The previous post showed how the proportions of green algae and diatoms changed as the total quantity of algae in the River Ehen waxed and waned over the course of a year. The BenthoTorch, however, also measures “blue-green algae” and so let’s look at how this group changes in order to complete the picture.
Before starting, though, we need to consider one of the major flaws of the BenthoTorch: its algorithms purport to evaluate the quantities of three major groups of algae yet, in my posts about the River Ehen I have also talked about a fourth group, the red algae, or Rhodophyta (most recently in “The only way is up …”). Having pointed a BenthoTorch at numerous stones with thick growths of Audouinella,we can report that Rhodophyta seem to be bundled in with the blue-green alga signal, which is no great surprise given the similarity in their pigments. It is, however, one of a number of examples of the need to interpret any BenthoTorch results with your brain fully engaged, and not just to treat outputs at face value. Similar questions need to be asked of the Xanthophyta and Chrysophyta, though the latter tend not to be common in UK streams.
Relationship between the proportion of “blue-green algae” (Cyanobacteria and Rhodophyta) and the total quantity of benthic algae (expressed as chlorophyll concentration) in the River Ehen (c.) and Croasdale Beck (d.). The blue lines show quantile regression fits at p = 0.8, 0.5 and 0.2.
In contrast to the green algae and diatoms, the Cyanobacteria/Rhodophyta signal shows a strong negative relationship as biomass increases though, again, there is enough scatter in this relationship to make it necessary to approach this graph with caution. I suspect, for example, that the data points on the upper right side of the data cloud represents samples rich in Audouinella, which tends to occur in winter when biomass, generally, is much greater. On the other hand, Croasdale Beck, in particular, has a lot of encrusting Chamaesiphon fuscus colonies which are pretty much perennial (see “a bigger splash …”) but whose relative importance in the BenthoTorch output will be greatest when the other two groups of algae are sparse. I suspect that encrusting members of this genus are favoured by conditions that do not allow a high biomass of other algae to develop, as these will reduce the amount of light that the Chamaesiphonreceives.

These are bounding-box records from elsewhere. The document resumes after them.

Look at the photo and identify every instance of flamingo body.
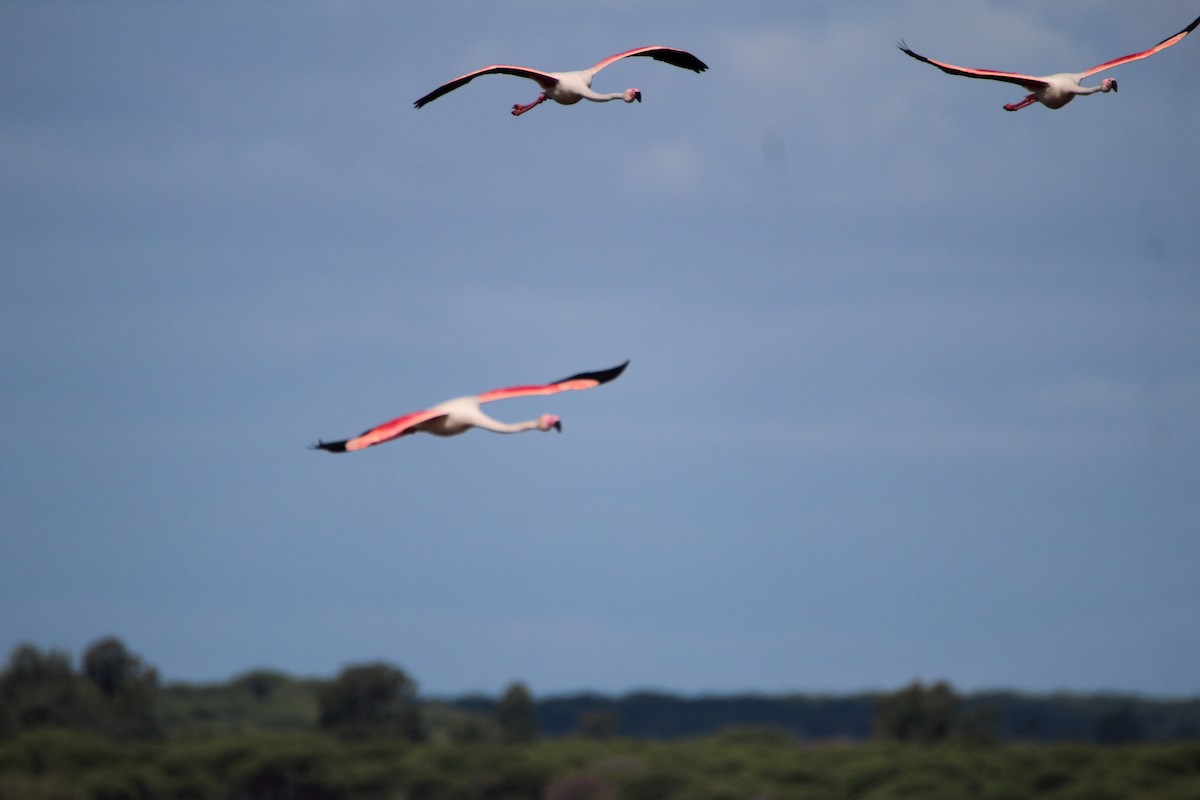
[899,17,1200,112]
[413,44,708,116]
[312,361,629,452]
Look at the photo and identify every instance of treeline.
[0,637,1200,745]
[0,638,1200,800]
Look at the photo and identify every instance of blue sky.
[0,0,1200,696]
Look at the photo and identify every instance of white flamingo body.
[899,17,1200,112]
[413,44,708,116]
[313,361,629,452]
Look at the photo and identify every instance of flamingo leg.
[1004,95,1038,112]
[512,92,550,116]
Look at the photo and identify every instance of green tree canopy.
[496,682,538,742]
[318,662,424,741]
[875,681,961,744]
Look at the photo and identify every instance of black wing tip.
[640,46,708,73]
[578,359,629,385]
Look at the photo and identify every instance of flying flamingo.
[413,46,708,116]
[898,17,1200,112]
[312,361,629,452]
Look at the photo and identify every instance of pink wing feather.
[312,409,445,452]
[479,361,629,403]
[413,64,558,108]
[1084,17,1200,78]
[896,42,1049,89]
[590,44,708,74]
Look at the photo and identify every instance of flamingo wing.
[592,44,708,74]
[896,42,1049,89]
[479,361,629,403]
[1082,17,1200,78]
[311,409,445,452]
[413,64,558,108]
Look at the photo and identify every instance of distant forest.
[0,637,1200,745]
[0,638,1200,800]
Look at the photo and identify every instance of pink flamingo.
[312,361,629,452]
[413,46,708,116]
[898,17,1200,112]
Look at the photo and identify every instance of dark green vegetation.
[0,639,1200,800]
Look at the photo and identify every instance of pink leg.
[1004,95,1038,112]
[512,92,547,116]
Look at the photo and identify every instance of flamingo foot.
[1004,95,1038,112]
[512,95,546,116]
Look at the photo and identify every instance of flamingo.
[898,17,1200,112]
[311,361,629,452]
[413,46,708,116]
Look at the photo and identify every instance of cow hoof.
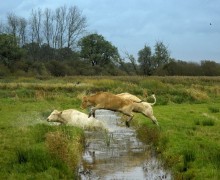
[125,121,130,127]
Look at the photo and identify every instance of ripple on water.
[79,110,171,180]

Thicker biofilms in the River Ehen often have some narrow Phormidium-type filaments as well as small bundles of nitrogen-fixing Calothrix, but the overall proportion is generally low relative to the mass of diatoms and green algae that predominate. But that is not really telling us the whole story. I finished my previous post with a graph showing how the variation in biomass increases as the biomass increases. The heterogeneity of stream algal communities, however, cannot be captured fully at the spatial scale at which the BenthoTorch works: there is a patchiness that is apparent to the naked eye: one of our sites has distinct mats of Phormidium autumnale towards one margin, and dense Lemaneagrowths in the fastest-flowing sections, largely attached to unmovable boulders, which makes biomass measurement very difficult. I’ve also written about distinct growths of Tolypothrix and its epiphytes (see “River Ehen … again”), another alga which forms discrete colonies at a few locations. I try to collect a random sample of stones from a site but there are constraints, including accessibility, especially when the river rises above base flow. In the River Ehen we also have to take care not to disturb any mussels whilst removing stones.

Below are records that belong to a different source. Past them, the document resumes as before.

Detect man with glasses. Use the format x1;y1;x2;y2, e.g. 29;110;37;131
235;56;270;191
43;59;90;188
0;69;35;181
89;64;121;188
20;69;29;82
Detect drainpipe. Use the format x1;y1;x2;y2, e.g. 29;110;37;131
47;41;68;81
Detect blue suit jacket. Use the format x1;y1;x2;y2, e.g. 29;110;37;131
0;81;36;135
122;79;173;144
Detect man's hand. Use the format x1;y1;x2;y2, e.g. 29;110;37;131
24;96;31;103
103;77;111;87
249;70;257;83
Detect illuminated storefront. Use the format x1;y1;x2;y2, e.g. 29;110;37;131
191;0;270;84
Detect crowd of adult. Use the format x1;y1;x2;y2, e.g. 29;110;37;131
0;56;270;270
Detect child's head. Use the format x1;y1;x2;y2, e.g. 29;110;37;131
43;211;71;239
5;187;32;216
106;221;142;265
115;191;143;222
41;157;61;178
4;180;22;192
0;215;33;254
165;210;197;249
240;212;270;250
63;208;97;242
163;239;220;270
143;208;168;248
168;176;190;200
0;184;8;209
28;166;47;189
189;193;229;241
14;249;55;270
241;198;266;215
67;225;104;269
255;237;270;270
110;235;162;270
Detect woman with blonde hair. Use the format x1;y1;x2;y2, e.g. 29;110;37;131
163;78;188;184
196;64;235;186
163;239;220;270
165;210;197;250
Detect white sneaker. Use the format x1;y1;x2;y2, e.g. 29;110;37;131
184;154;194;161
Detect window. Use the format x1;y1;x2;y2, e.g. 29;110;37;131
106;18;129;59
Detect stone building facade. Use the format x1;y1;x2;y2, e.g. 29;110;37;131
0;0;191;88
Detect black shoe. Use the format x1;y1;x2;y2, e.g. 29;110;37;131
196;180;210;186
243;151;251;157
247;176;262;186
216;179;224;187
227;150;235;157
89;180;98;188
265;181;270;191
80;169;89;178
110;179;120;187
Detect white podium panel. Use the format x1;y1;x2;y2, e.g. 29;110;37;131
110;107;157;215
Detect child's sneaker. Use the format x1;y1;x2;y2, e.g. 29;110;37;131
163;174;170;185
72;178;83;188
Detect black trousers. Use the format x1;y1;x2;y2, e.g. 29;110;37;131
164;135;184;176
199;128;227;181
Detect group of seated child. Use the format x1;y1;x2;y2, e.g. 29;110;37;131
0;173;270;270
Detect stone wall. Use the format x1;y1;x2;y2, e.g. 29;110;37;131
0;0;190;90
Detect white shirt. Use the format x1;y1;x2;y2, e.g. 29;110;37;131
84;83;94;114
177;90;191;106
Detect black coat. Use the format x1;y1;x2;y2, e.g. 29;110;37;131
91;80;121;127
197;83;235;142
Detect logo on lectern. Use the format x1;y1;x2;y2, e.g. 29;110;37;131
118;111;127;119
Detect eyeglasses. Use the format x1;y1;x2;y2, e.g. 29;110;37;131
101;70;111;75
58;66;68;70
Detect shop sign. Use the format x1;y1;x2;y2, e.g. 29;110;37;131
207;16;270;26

Whilst our sampling cannot really be described as “random” I do think that there is sufficient consistency in the patterns we see for the results to be meaningful. We could spend a lot more time finessing the sampling design yet for little extra scientific gain. I prefer to think of these measurements as one part of a complex jigsaw that is slowly revealing the interactions between the constituents of the dynamic ecosystem of the River Ehen. The important thing is to not place too much faith in any single strand of evidence, and to have enough awareness of the broader biology of the stream to read beyond the face value indications.